In 2008, Ohio had a decline in traffic accident deaths, largely because of stepped-up highway enforcement in big cities and a drop in summer driving attributed to high gas prices, said State Highway Patrol.
Car crashes killed 1,080 people in Ohio this year, a record low, said patrol spokesman Sgt. Darren Blosser. The previous low mark was in 2006 with 1,239 deaths.
Ohio’s 13 percent reduction exceeded the national average of 9 percent, said Col. Richard Collins, the patrol superintendent.
Other factors include driver education programs, air bags and advances in trauma care.

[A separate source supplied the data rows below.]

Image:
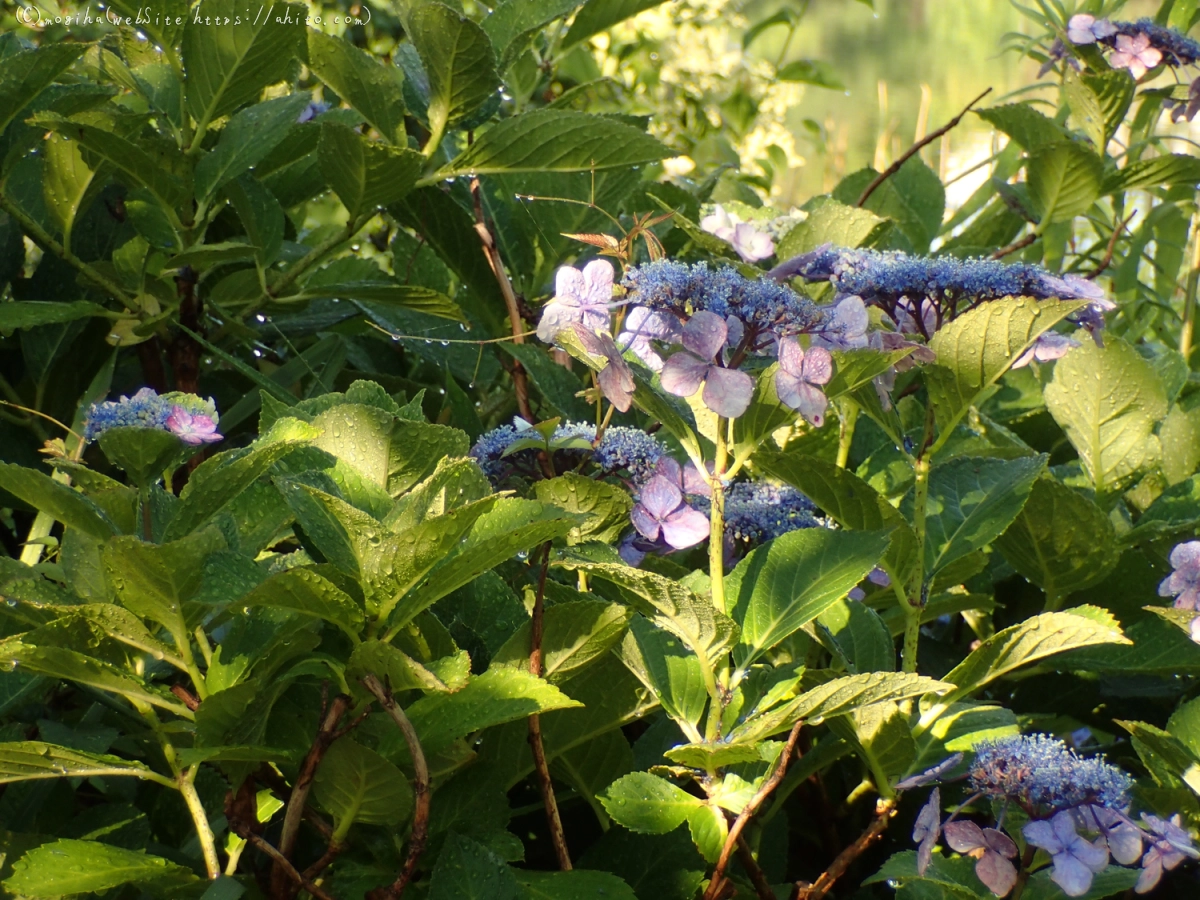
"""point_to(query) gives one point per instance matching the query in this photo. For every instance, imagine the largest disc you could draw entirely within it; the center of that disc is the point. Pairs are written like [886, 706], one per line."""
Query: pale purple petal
[685, 527]
[705, 335]
[727, 391]
[683, 373]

There was also a reduction in alcohol-related deaths – down 10 percent in 2008 from 280 deaths last year. Troopers arrested more than 24,000 drunk drivers this year, Collins said.
Fatal crash figures in Ohio date back to 1933. The worst year was 1969, when 2,778 people were killed.
The patrol’s partnership with police in Cleveland, Cincinnati, Columbus, Dayton and Toledo in accident-prone areas had a huge effect, Collins said.
For example, troopers on special details on interstate highways in Northeast Ohio issued more than 6,000 tickets for speeding and arrested 525 people for drugs in 2007 and 2008. The sweeps likely had the residual effect of causing drivers to regularly reduce their speeds in those areas, Collins said.